House diary: GOP finds candidate for Weller's seat, not Reynolds's

The dominant story of this year's House races has been the GOP's open seat headaches. Not only are Republicans facing a massive exodus of their caucus, with many of the departing members leaving behind very vulnerable districts, but they have had trouble recruiting in many crucial districts.

No race exemplifies these problem better than IL-11, left open by Rep. Weller. It was clear from the beginning that this would be prime pick-up territory, but GOP problems were conpounded by the uneven recruitment of the two parties: Democrats got state Senate President Debbie Halvorson while the GOP's top choice (Christine Radogno) refused to get in. New Lenox Mayor Tim Balderman became the Republican nominee after the February 5th primary, but abruptly decided to withdraw two weeks later. That left the GOP without a candidate, but with party leaders having the right to select the nominee themselves.

Republicans were hoping to attract a few state Senators who had initially refused to run, perhaps attracting them with the fact that they would not have to run for a primary. But they apparently got rebuked one more time because Chicago Businessman Martin Ozinga is now emerging as the choice of party operatives after he declared himself recently. The final decision will not be made until April 30th, but Republicans can at least be relieved that they got a candidate in the race to allow them to play defense and test the district's readiness to become blue.
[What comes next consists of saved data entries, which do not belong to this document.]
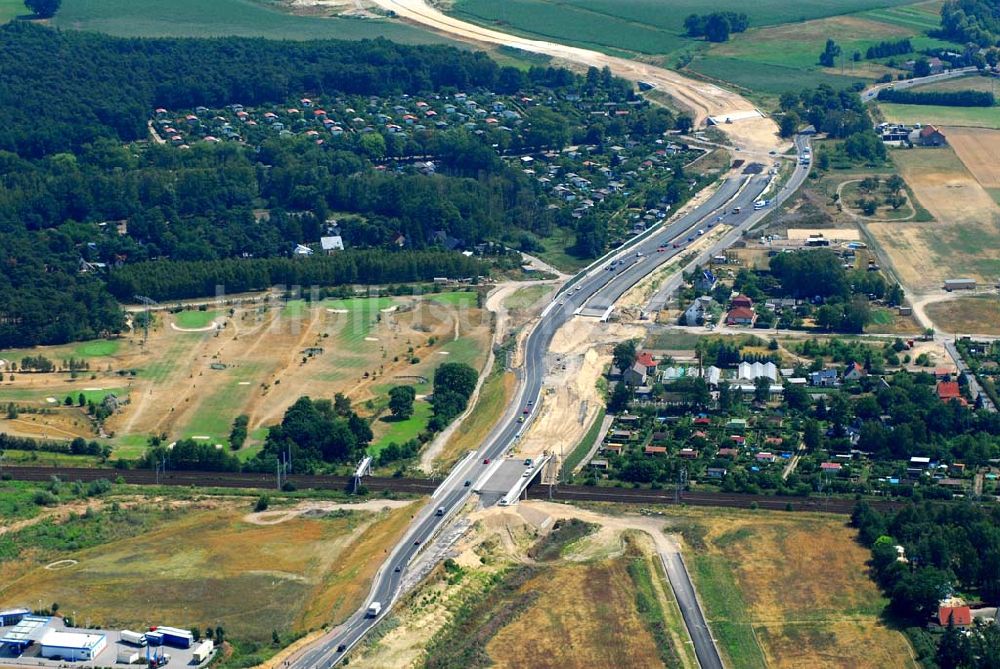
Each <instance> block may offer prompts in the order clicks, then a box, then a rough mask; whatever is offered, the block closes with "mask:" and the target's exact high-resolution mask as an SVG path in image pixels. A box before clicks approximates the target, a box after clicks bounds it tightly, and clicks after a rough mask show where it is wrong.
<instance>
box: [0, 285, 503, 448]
mask: <svg viewBox="0 0 1000 669" xmlns="http://www.w3.org/2000/svg"><path fill="white" fill-rule="evenodd" d="M490 331H491V320H490V318H489V317H488V313H487V312H485V311H483V310H482V309H480V308H478V307H477V304H476V297H475V295H474V294H473V293H468V292H464V293H443V294H440V295H425V296H419V297H418V296H401V297H392V298H388V297H386V298H356V299H351V300H329V301H324V302H319V303H317V304H315V305H314V306H311V305H309V304H308V303H306V302H303V301H301V300H298V301H292V302H288V303H285V302H284V301H282V300H280V299H266V297H265V298H260V299H259V301H258V302H254V303H250V302H243V303H242V304H238V305H225V306H220V307H218V308H215V307H213V308H212V309H210V310H209V311H206V312H202V311H197V310H195V311H184V312H180V313H178V314H171V313H168V312H158V313H157V314H156V326H155V327H154V328H153V329H152V330H151V331H150V333H149V341H148V342H147V343H146V344H145V345H143V343H142V333H141V332H133V333H131V334H130V335H128V336H125V337H122V338H120V339H118V340H116V341H114V342H104V343H106V344H109V346H108V351H107V352H106V354H104V355H98V356H94V357H91V358H88V361H89V363H90V369H89V370H88V371H87V372H85V373H84V374H81V375H80V376H81V378H77V379H73V378H70V375H69V374H68V373H53V374H18V375H16V376H15V379H14V380H13V381H10V380H9V378H7V377H5V378H4V379H3V381H2V383H0V402H7V401H16V402H19V403H24V404H25V405H27V406H36V407H37V406H42V407H45V408H46V409H47V410H49V411H51V412H52V413H51V414H49V415H40V414H34V415H32V417H31V423H30V424H29V423H27V422H24V424H18V425H11V426H9V427H10V428H12V430H11V431H13V432H17V433H21V434H25V435H30V436H42V435H43V434H44V435H47V436H48V438H54V439H70V438H72V437H74V436H78V435H79V436H84V437H86V438H88V439H91V438H94V437H95V436H96V432H95V431H94V429H93V426H92V425H90V422H89V421H88V420H87V417H86V416H85V414H84V413H83V412H82V411H81V410H79V409H75V408H72V407H63V406H62V401H63V399H64V397H65V396H66V395H70V396H72V397H73V398H76V396H77V393H78V392H80V391H81V390H88V391H91V390H94V389H97V388H101V389H108V390H111V389H115V391H116V392H117V393H118V394H119V396H121V397H127V398H128V400H129V402H128V404H127V405H126V406H124V407H123V408H122V410H121V411H120V412H118V413H117V414H115V415H114V416H112V417H111V418H109V419H108V421H106V424H105V430H106V431H107V432H108V433H109V434H111V435H112V436H113V437H114V439H113V441H112V443H113V444H115V445H116V446H123V445H127V446H128V448H127V449H126V450H125V451H123V452H122V453H121V454H122V455H123V456H126V457H131V456H134V455H136V454H137V453H136V451H141V448H142V445H143V444H144V442H145V437H147V436H149V435H158V434H166V435H167V437H168V438H169V439H178V438H185V437H195V438H200V439H204V440H210V441H211V442H213V443H226V442H227V438H228V434H229V430H230V427H231V425H232V421H233V419H234V418H236V416H238V415H240V414H247V415H248V416H249V417H250V432H251V435H253V432H254V431H255V430H257V429H258V428H261V427H263V426H267V425H271V424H274V423H276V422H278V421H279V420H280V419H281V416H282V414H283V413H284V411H285V409H287V407H288V406H289V405H291V404H292V403H293V402H294V401H295V400H296V399H298V397H299V396H300V395H303V394H309V395H311V396H313V397H325V398H332V397H333V395H334V394H335V393H337V392H343V393H345V394H347V395H348V396H349V397H350V398H351V399H352V400H353V401H354V402H355V403H361V402H364V401H366V400H368V399H372V398H375V397H380V396H383V395H384V394H385V392H386V389H387V387H388V386H391V385H395V384H397V383H404V384H416V385H417V392H418V393H420V394H424V393H427V392H429V386H428V384H427V383H426V381H425V380H429V379H430V378H431V377H433V372H434V369H435V368H436V367H437V366H438V365H440V364H441V363H443V362H447V361H458V362H466V363H469V364H471V365H472V366H473V367H475V368H476V369H477V370H478V369H480V368H481V367H482V365H483V363H484V361H485V358H486V353H487V350H488V345H489V340H490ZM310 348H316V349H322V353H321V354H316V355H307V354H306V353H305V352H306V351H307V349H310ZM24 355H44V356H46V357H48V358H50V359H53V360H64V359H66V358H68V357H70V356H72V355H73V347H72V346H70V347H42V348H38V349H32V350H27V351H0V359H2V358H6V359H10V360H20V358H21V357H22V356H24ZM411 356H412V360H411ZM133 370H134V372H135V373H134V374H132V371H133ZM88 377H89V378H88ZM84 379H85V380H84ZM95 392H96V391H95ZM49 397H51V398H54V399H55V400H56V402H55V403H53V402H52V401H49V400H47V399H46V398H49ZM101 397H103V395H101ZM101 397H98V401H100V399H101ZM26 418H27V414H24V415H23V416H22V419H26ZM22 422H23V421H22ZM376 425H378V424H376ZM376 436H377V435H376ZM253 441H254V439H253V436H252V438H251V442H253Z"/></svg>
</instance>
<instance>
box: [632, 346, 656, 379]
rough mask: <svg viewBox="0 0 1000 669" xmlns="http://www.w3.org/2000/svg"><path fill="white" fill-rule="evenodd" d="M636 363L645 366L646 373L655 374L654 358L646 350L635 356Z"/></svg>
mask: <svg viewBox="0 0 1000 669" xmlns="http://www.w3.org/2000/svg"><path fill="white" fill-rule="evenodd" d="M635 361H636V364H639V365H642V366H643V367H645V368H646V374H656V360H654V359H653V355H652V354H651V353H649V352H648V351H642V352H641V353H639V355H637V356H636V357H635Z"/></svg>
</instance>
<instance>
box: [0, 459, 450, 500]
mask: <svg viewBox="0 0 1000 669" xmlns="http://www.w3.org/2000/svg"><path fill="white" fill-rule="evenodd" d="M3 472H4V474H9V475H10V476H11V478H13V479H16V480H19V481H48V480H50V479H51V478H52V477H53V476H56V477H58V478H59V479H60V480H63V481H83V482H85V483H86V482H89V481H96V480H97V479H107V480H109V481H116V480H118V479H119V478H121V479H122V480H123V481H124V482H125V483H129V484H133V485H157V484H158V485H169V486H189V487H191V486H193V487H205V488H251V489H255V488H260V489H267V488H275V487H277V483H276V481H275V477H274V475H272V474H267V473H263V472H202V471H167V472H161V473H160V474H159V475H157V474H156V472H154V471H150V470H148V469H106V468H105V469H99V468H89V467H17V466H7V467H4V469H3ZM287 480H288V481H289V482H290V483H292V484H293V485H294V486H295V487H296V488H297V489H299V490H304V489H317V490H349V489H350V488H351V487H352V486H353V483H354V480H353V478H352V477H350V476H312V475H304V474H303V475H295V474H291V475H289V476H288V477H287ZM363 485H364V486H365V487H366V488H368V489H369V490H375V491H379V492H382V491H388V490H391V491H394V492H406V493H416V494H421V495H429V494H431V493H432V492H434V490H435V489H436V488H437V485H438V484H437V483H435V482H434V481H429V480H425V479H402V478H399V479H396V478H374V477H366V478H365V479H364V480H363Z"/></svg>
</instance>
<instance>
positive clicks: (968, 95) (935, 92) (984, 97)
mask: <svg viewBox="0 0 1000 669" xmlns="http://www.w3.org/2000/svg"><path fill="white" fill-rule="evenodd" d="M878 99H879V100H881V101H882V102H896V103H899V104H904V105H942V106H945V107H992V106H994V105H995V104H996V98H995V97H994V96H993V93H990V92H989V91H972V90H969V91H907V90H902V91H898V90H896V89H893V88H883V89H882V90H880V91H879V93H878Z"/></svg>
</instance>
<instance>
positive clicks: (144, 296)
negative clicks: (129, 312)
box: [135, 295, 156, 346]
mask: <svg viewBox="0 0 1000 669" xmlns="http://www.w3.org/2000/svg"><path fill="white" fill-rule="evenodd" d="M135 299H136V301H138V302H139V303H141V304H143V305H144V306H145V307H146V309H145V311H143V313H144V314H145V315H146V317H145V319H144V320H143V323H142V343H143V345H144V346H145V344H146V341H147V340H148V339H149V320H150V318H152V316H151V315H150V310H149V308H150V307H151V306H154V305H155V304H156V301H155V300H153V299H150V298H148V297H146V296H145V295H136V296H135Z"/></svg>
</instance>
Meanwhile, in NY-26, Republicans start off slightly favored to keep the seat of former NRCC chairman Reynolds, who announced his retirement last week. The district leans Republican, but with upstate New York trending increasingly Democratic in recent cycles it will not be an easy hold for Republicans. And the GOP just got its first major recuirtement failure in this district, with state Senator George Maziarz announcing he will not run for Reynolds's seat, despite being considered by many as the front-runner for the Republican nod. The Niagara County Republican Chairman also said he would not be running.

The fact that politicians like Maziarz (or Christine Radogno in IL-11) who were basically promised the Republican nod in GOP-held districts are refusing to jump in the race confirms how grim many Republicans thinks their party's chances are in the fall, at least in congressional races. In essence, some of these refusals come down to a belief that it would be harder to win this year in an open seat than in the next few cycles against an incumbent.
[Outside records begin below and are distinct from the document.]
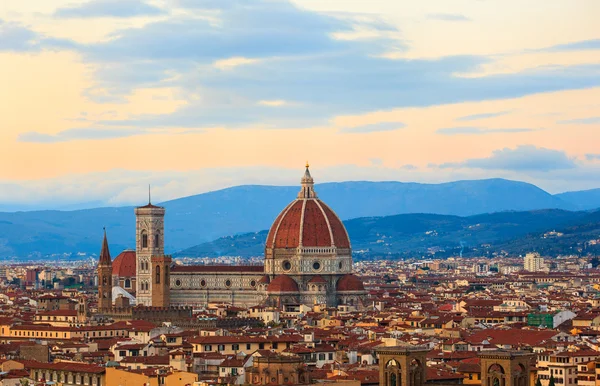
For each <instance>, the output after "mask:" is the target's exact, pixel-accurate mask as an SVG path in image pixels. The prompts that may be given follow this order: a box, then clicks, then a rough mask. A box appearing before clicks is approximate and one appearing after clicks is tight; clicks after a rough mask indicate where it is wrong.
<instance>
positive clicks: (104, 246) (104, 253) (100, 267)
mask: <svg viewBox="0 0 600 386" xmlns="http://www.w3.org/2000/svg"><path fill="white" fill-rule="evenodd" d="M111 307H112V260H111V258H110V251H109V250H108V239H107V238H106V229H105V230H104V241H103V242H102V250H101V251H100V260H99V262H98V310H104V309H109V308H111Z"/></svg>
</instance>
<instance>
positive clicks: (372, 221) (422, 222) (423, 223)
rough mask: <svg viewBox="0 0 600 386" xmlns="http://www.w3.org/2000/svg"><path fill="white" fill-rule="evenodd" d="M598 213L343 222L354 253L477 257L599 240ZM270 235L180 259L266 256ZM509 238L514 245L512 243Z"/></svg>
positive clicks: (265, 231) (218, 248) (493, 216)
mask: <svg viewBox="0 0 600 386" xmlns="http://www.w3.org/2000/svg"><path fill="white" fill-rule="evenodd" d="M598 214H600V212H597V213H593V214H590V213H588V212H569V211H564V210H558V209H549V210H537V211H527V212H502V213H492V214H482V215H475V216H469V217H459V216H448V215H436V214H401V215H394V216H385V217H365V218H357V219H353V220H348V221H345V222H344V224H345V226H346V229H347V230H348V234H349V235H350V240H351V241H352V248H353V250H354V252H359V253H360V252H362V253H365V254H369V255H381V254H396V255H399V254H406V253H412V254H417V255H421V254H426V253H428V251H431V250H436V251H439V250H445V251H448V253H449V254H458V253H460V250H461V249H464V252H465V253H468V252H472V251H473V249H474V248H478V249H479V252H478V253H481V251H482V250H483V249H482V248H481V245H482V244H493V245H504V244H506V246H507V247H510V246H511V245H512V246H513V247H516V248H522V249H523V251H524V252H530V251H534V250H538V246H539V245H540V244H539V243H540V241H539V240H542V238H541V237H540V232H547V231H552V230H555V229H557V228H562V227H564V228H566V229H572V230H573V231H572V232H571V234H573V235H575V234H577V235H580V236H583V237H584V239H586V240H587V239H588V235H591V234H596V238H597V237H598V236H599V235H600V216H599V215H598ZM594 232H597V233H594ZM266 236H267V231H261V232H257V233H248V234H243V235H237V236H233V237H223V238H219V239H217V240H215V241H212V242H209V243H203V244H200V245H197V246H195V247H192V248H188V249H186V250H183V251H181V252H179V253H177V254H176V256H188V257H196V256H211V257H212V256H222V255H229V256H260V255H262V254H263V250H264V243H265V240H266ZM563 236H564V235H563ZM590 237H591V236H590ZM510 240H515V241H513V242H512V243H510V242H509V241H510ZM516 240H524V241H522V242H518V241H516ZM544 240H545V239H544ZM565 240H566V239H565ZM570 241H573V240H570ZM463 247H464V248H463ZM492 249H494V248H493V247H492ZM501 249H502V248H499V249H497V250H498V251H499V250H501Z"/></svg>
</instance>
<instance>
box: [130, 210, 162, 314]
mask: <svg viewBox="0 0 600 386" xmlns="http://www.w3.org/2000/svg"><path fill="white" fill-rule="evenodd" d="M135 217H136V266H137V267H136V286H137V291H136V293H137V294H136V301H137V304H138V305H143V306H152V305H153V304H152V303H153V302H152V299H153V294H154V292H153V287H154V283H155V282H156V281H157V280H156V277H155V276H156V275H155V272H154V268H155V267H156V266H159V267H160V275H161V276H162V277H161V278H160V279H161V280H160V283H161V284H162V283H163V282H164V281H163V279H164V278H168V275H169V273H168V269H167V270H164V269H163V268H162V266H161V265H160V264H153V262H152V259H153V257H162V256H163V255H164V250H165V249H164V245H165V244H164V234H165V232H164V230H165V208H162V207H160V206H155V205H152V202H150V200H149V202H148V205H146V206H142V207H139V208H136V209H135ZM169 259H170V258H169ZM165 272H166V273H167V276H165ZM164 284H165V285H166V286H167V288H168V287H169V283H164ZM157 285H158V284H157ZM166 292H167V294H168V292H169V291H168V290H167V291H166ZM167 296H168V295H167Z"/></svg>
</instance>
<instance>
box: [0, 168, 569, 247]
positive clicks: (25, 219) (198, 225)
mask: <svg viewBox="0 0 600 386" xmlns="http://www.w3.org/2000/svg"><path fill="white" fill-rule="evenodd" d="M298 190H299V188H298V187H297V186H287V187H278V186H237V187H233V188H228V189H223V190H219V191H214V192H210V193H204V194H200V195H196V196H190V197H185V198H180V199H177V200H173V201H168V202H165V203H163V204H162V205H164V206H165V207H166V208H167V218H166V241H167V251H168V252H169V251H170V252H173V251H179V250H182V249H184V248H187V247H190V246H192V245H197V244H199V243H202V242H206V241H210V240H214V239H216V238H219V237H222V236H226V235H235V234H239V233H244V232H252V231H255V230H257V229H268V228H269V226H270V225H271V223H272V221H273V220H274V219H275V217H276V216H277V214H278V213H279V211H280V210H282V209H283V208H284V207H285V205H287V204H288V203H289V202H290V201H291V200H293V199H294V198H295V197H296V194H297V192H298ZM316 191H317V193H318V194H319V196H320V197H321V198H322V199H323V200H324V201H325V202H327V203H328V204H329V205H330V206H331V207H332V208H333V209H334V210H335V211H336V212H337V213H338V214H339V216H340V217H341V218H342V219H350V218H357V217H366V216H387V215H393V214H402V213H436V214H446V215H460V216H468V215H474V214H479V213H488V212H499V211H506V210H533V209H545V208H559V209H571V208H572V204H570V203H567V202H565V201H564V200H562V199H561V198H559V197H555V196H552V195H551V194H549V193H547V192H545V191H543V190H541V189H539V188H538V187H536V186H534V185H531V184H527V183H523V182H515V181H508V180H503V179H490V180H477V181H457V182H450V183H444V184H418V183H401V182H341V183H326V184H320V185H317V187H316ZM141 204H144V203H143V202H141ZM104 226H105V227H106V229H107V231H108V235H109V241H110V244H111V248H112V252H113V254H116V253H118V252H119V251H121V250H122V249H125V248H132V247H133V246H134V240H135V232H134V227H135V218H134V213H133V207H122V208H99V209H87V210H76V211H33V212H16V213H0V257H2V256H12V255H18V256H22V257H25V256H28V255H30V254H35V253H40V254H42V255H46V254H51V253H62V252H78V251H81V252H88V253H90V252H92V253H98V251H99V249H100V243H101V239H102V227H104Z"/></svg>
  • Internal Polls: NY-25 and OH-02
We also got two internal polls released by two campaigns of opposing parties yesterday, and like most leaked internals they paint very favorable pictures for those who commissioned them:

  • In OH-02, Republican incumbent Jean Schmidt leads challenger Vic Wulsin 51% to 33%. This is a rematch of the 2006 race which Schmitt barely won.
  • In NY-25, a GOP-held open seat, Democrat Dan Maffei (who came very close to beating the incumbent in 2006) leads two Republican candidates by double-digits, 41% to 29% against Peter Cappuccilli and 41% to 25% against Randy Wolken.
Take those numbers with many grains of salt, since they are internal polls, but neither survey has particularly surprising results. OH-02 is a very Republican district, and, despite the fact that Schmidt had two extremely close calls in a special election in 2005 and in the 2006 general election, it's also expected that she manages to entrench herself over time. NY-25, meanwhile, is a district that Kerry carried in 2004 and in a state in which Republicans are not going well. It's thus expected that the Democratic nominee (who already ran in 2006, so has a better base) starts off favored in what is essentially a generic ballot test.